Laverdie lui saisait le bras.

— Voyons, Ellen, j’ai eu tort de parler ainsi : faut-il que je vous demande pardon à genoux ? Croyez-moi, deux vieux amis tels que nous auraient mauvaise grâce à se chicaner pour quelques mots en l’air. C’est convenu, je vous accompagnerai au Canada et je ferai mon possible pour me faire aimer de la belle. M. Merville prendra-t-il passage sur l’un de ses navires ?

— Oui, nous attendons le « Montcalm » demain ; le temps de reprendre une cargaison et de conclure le mariage. J’ai hâte de me retrouver en brillante société, car, à vous entendre, on s’amuse bien à Québec ?

— Oui, j’ai vu, là-bas, de jolies fêtes et de jolies femmes, répondit le chevalier en riant. Mais voilà l’orage qui commence, permettez-moi de vous reconduire.

Les deux complices se mirent en marche. Alors l’inconnu sortit de sa cachette et, sans souci de la pluie qui tombait à larges gouttes, il les regarda disparaître au tournant de la rue.

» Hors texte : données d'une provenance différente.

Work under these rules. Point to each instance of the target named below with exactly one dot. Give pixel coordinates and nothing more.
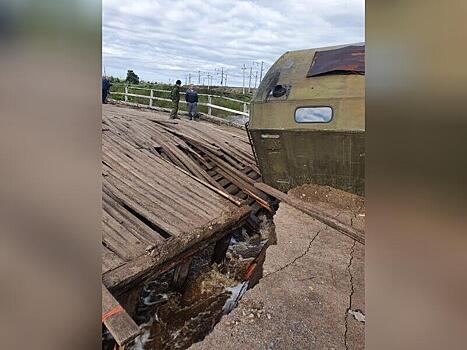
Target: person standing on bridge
(175, 97)
(191, 98)
(105, 89)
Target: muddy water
(176, 319)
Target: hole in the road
(176, 319)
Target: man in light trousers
(191, 98)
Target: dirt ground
(312, 292)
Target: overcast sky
(168, 39)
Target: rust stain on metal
(347, 60)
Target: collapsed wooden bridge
(170, 189)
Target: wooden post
(181, 272)
(209, 104)
(244, 111)
(220, 249)
(116, 319)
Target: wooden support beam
(181, 273)
(220, 249)
(306, 208)
(116, 319)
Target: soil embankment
(312, 292)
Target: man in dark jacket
(191, 98)
(175, 97)
(105, 89)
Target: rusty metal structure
(307, 119)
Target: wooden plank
(220, 249)
(110, 260)
(116, 319)
(173, 251)
(181, 273)
(306, 208)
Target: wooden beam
(181, 273)
(220, 249)
(116, 319)
(306, 208)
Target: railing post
(209, 104)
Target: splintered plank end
(116, 319)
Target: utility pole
(243, 70)
(261, 74)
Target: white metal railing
(244, 113)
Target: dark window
(313, 114)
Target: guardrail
(244, 113)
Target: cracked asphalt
(312, 292)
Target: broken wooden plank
(116, 319)
(304, 207)
(181, 273)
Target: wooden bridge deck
(156, 212)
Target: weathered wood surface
(341, 227)
(168, 187)
(117, 320)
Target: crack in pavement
(298, 257)
(351, 294)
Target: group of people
(191, 98)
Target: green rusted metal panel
(290, 153)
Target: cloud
(168, 39)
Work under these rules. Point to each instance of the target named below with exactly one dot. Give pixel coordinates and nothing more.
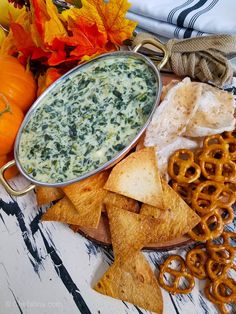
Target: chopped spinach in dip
(87, 119)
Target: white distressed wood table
(47, 268)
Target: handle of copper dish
(158, 44)
(7, 186)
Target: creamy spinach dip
(87, 119)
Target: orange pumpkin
(10, 120)
(11, 172)
(16, 83)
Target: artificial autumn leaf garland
(52, 42)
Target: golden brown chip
(137, 177)
(87, 185)
(46, 195)
(121, 201)
(87, 214)
(130, 232)
(132, 281)
(177, 219)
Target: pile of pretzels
(206, 180)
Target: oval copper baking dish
(30, 115)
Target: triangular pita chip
(121, 201)
(132, 281)
(46, 195)
(137, 177)
(130, 232)
(88, 210)
(177, 219)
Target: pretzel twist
(182, 168)
(196, 262)
(177, 275)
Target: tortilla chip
(121, 201)
(172, 115)
(137, 177)
(132, 281)
(46, 195)
(87, 213)
(130, 232)
(177, 219)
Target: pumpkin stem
(7, 105)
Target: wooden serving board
(102, 235)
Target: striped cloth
(185, 18)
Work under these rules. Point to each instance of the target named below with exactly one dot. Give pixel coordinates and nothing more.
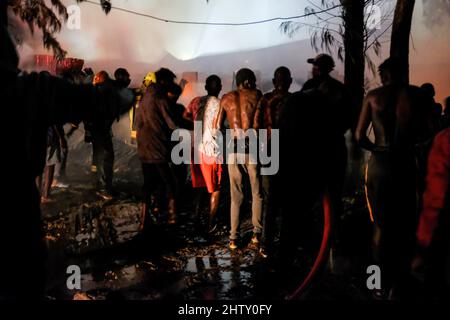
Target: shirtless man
(398, 113)
(271, 105)
(241, 109)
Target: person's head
(246, 79)
(447, 106)
(101, 78)
(165, 77)
(174, 92)
(282, 79)
(122, 77)
(323, 64)
(428, 88)
(213, 85)
(389, 71)
(9, 59)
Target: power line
(216, 23)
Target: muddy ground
(177, 262)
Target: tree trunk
(3, 13)
(353, 16)
(401, 31)
(354, 51)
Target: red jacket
(437, 191)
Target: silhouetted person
(433, 233)
(155, 123)
(304, 125)
(436, 112)
(445, 120)
(340, 111)
(400, 118)
(271, 105)
(102, 145)
(178, 110)
(38, 101)
(54, 157)
(208, 173)
(241, 109)
(122, 78)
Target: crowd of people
(407, 175)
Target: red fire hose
(323, 252)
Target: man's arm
(189, 112)
(220, 118)
(259, 113)
(167, 114)
(363, 124)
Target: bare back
(241, 109)
(398, 115)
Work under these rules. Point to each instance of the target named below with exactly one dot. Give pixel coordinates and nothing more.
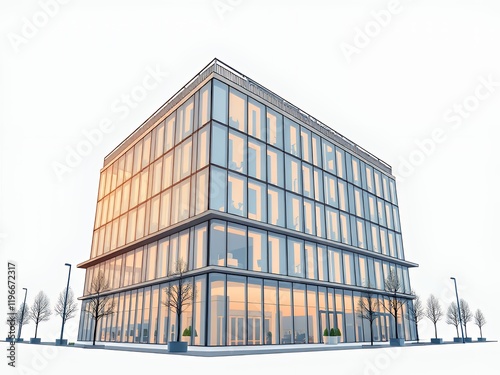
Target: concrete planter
(397, 342)
(177, 347)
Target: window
(275, 167)
(219, 110)
(217, 243)
(305, 136)
(307, 181)
(256, 159)
(331, 190)
(274, 128)
(335, 265)
(257, 250)
(236, 246)
(236, 195)
(293, 174)
(292, 137)
(237, 150)
(294, 212)
(277, 254)
(311, 257)
(237, 110)
(257, 201)
(218, 183)
(309, 217)
(204, 114)
(295, 257)
(256, 119)
(276, 206)
(218, 146)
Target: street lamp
(65, 302)
(458, 307)
(22, 315)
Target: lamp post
(22, 314)
(65, 302)
(458, 307)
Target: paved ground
(202, 351)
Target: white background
(62, 73)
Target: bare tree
(466, 313)
(71, 305)
(368, 310)
(99, 305)
(23, 319)
(394, 286)
(40, 310)
(480, 321)
(179, 293)
(433, 311)
(453, 317)
(416, 311)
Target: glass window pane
(219, 139)
(236, 246)
(237, 110)
(274, 128)
(217, 243)
(276, 206)
(277, 253)
(257, 201)
(294, 208)
(237, 151)
(236, 194)
(305, 137)
(256, 119)
(295, 257)
(204, 114)
(219, 110)
(275, 167)
(292, 137)
(256, 159)
(257, 250)
(218, 184)
(293, 174)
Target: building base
(397, 342)
(177, 347)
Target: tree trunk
(178, 327)
(95, 331)
(371, 332)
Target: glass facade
(282, 228)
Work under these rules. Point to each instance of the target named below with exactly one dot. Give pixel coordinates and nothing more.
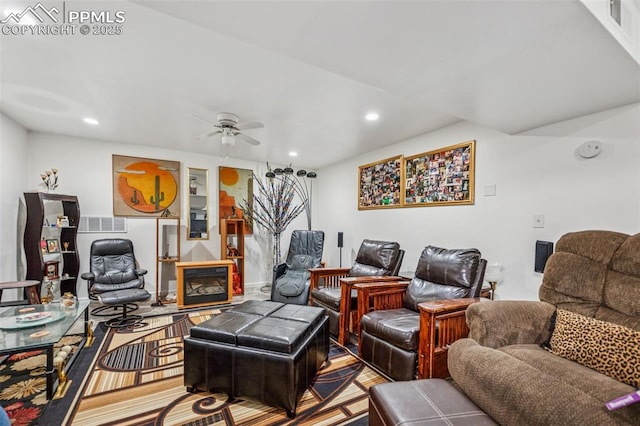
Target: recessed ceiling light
(91, 121)
(372, 116)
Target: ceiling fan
(228, 126)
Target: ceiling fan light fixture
(372, 116)
(227, 137)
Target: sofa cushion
(609, 348)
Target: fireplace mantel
(204, 283)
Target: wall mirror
(198, 225)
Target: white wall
(85, 170)
(536, 173)
(13, 139)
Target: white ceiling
(310, 70)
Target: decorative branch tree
(273, 208)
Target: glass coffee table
(32, 327)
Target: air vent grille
(99, 224)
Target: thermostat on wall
(589, 149)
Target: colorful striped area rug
(137, 379)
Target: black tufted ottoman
(264, 351)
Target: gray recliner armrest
(507, 322)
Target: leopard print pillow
(609, 348)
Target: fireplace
(204, 283)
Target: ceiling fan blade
(203, 119)
(206, 135)
(247, 139)
(249, 125)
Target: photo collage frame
(445, 176)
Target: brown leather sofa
(374, 258)
(503, 367)
(391, 334)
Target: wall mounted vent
(99, 224)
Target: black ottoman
(264, 351)
(419, 402)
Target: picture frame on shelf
(445, 176)
(379, 184)
(62, 221)
(51, 271)
(53, 246)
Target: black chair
(291, 279)
(376, 260)
(115, 280)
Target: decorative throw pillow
(609, 348)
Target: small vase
(68, 301)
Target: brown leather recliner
(392, 339)
(374, 259)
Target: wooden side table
(31, 290)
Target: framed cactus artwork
(145, 187)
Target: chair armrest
(279, 271)
(330, 276)
(507, 322)
(89, 276)
(442, 322)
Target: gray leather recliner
(291, 279)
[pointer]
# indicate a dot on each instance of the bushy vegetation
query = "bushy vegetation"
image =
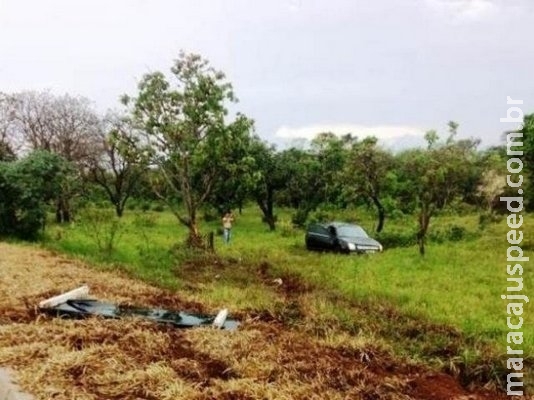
(129, 191)
(444, 308)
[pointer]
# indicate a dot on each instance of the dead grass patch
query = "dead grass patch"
(133, 359)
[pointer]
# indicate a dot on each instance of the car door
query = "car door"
(319, 237)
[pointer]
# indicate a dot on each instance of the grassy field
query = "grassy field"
(444, 308)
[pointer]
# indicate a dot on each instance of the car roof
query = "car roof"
(337, 224)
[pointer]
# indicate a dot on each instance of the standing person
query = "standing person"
(228, 219)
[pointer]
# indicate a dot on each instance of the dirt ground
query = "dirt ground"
(132, 359)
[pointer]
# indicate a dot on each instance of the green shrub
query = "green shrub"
(103, 227)
(300, 217)
(159, 208)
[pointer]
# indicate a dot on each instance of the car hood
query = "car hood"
(360, 240)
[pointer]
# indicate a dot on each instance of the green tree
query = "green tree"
(187, 133)
(432, 178)
(26, 186)
(528, 156)
(117, 168)
(269, 178)
(367, 172)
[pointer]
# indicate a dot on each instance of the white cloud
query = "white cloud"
(471, 10)
(395, 137)
(383, 132)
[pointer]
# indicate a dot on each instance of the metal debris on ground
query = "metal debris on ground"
(76, 304)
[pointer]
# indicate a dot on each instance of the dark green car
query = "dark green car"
(341, 237)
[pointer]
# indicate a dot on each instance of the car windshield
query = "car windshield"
(351, 231)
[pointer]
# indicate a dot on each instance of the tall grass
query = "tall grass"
(456, 283)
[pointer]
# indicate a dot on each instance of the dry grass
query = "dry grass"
(132, 359)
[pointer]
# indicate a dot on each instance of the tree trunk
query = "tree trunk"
(424, 220)
(62, 211)
(119, 209)
(381, 213)
(194, 239)
(267, 208)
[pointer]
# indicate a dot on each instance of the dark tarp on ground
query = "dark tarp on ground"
(88, 308)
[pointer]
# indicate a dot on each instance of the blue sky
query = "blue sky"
(392, 68)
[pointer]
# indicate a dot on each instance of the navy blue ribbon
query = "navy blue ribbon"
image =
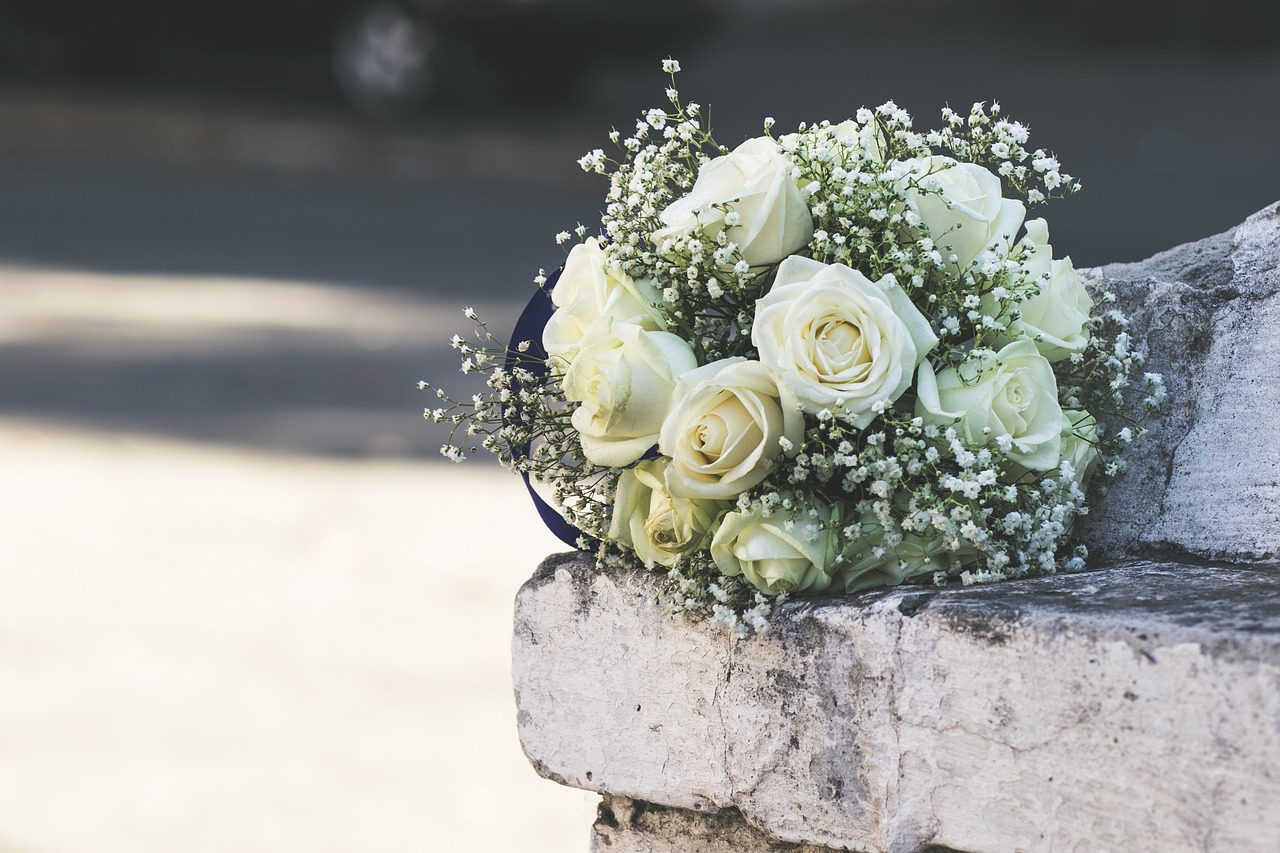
(529, 328)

— Les scélérats ! dit-il enfin. Quel plan infernal ! Ils ne se doutent guère, les canailles, que leur conversation a été entendue par moi car, sans cela, je ne donnerais pas cinq sous de ma peau… Allons, pour une fois que je me mêle d’écouter aux portes, je n’ai pas trop mal réussi. Pauvre Marguerite, pauvre Odette ! Que vont-elles devenir dans ce pays qui sera bientôt ravagé par la guerre ? Paul ne pourra rien pour ses sœurs car on saura l’éloigner. Le meilleur moyen c’est de prévenir M. Jordan : lui seul peut protéger ces pauvres enfants… Allons-y… Et, d’un pas rapide, l’inconnu se dirigea vers la maison de l’armateur.


CHAPITRE VIII
LE CAPITAINE LEVAILLANT.


M. et Mme Jordan, ainsi que leur nièce, étaient réunis dans le salon lorsque Maggy vint annoncer que le capitaine Levaillant demandait à être introduit.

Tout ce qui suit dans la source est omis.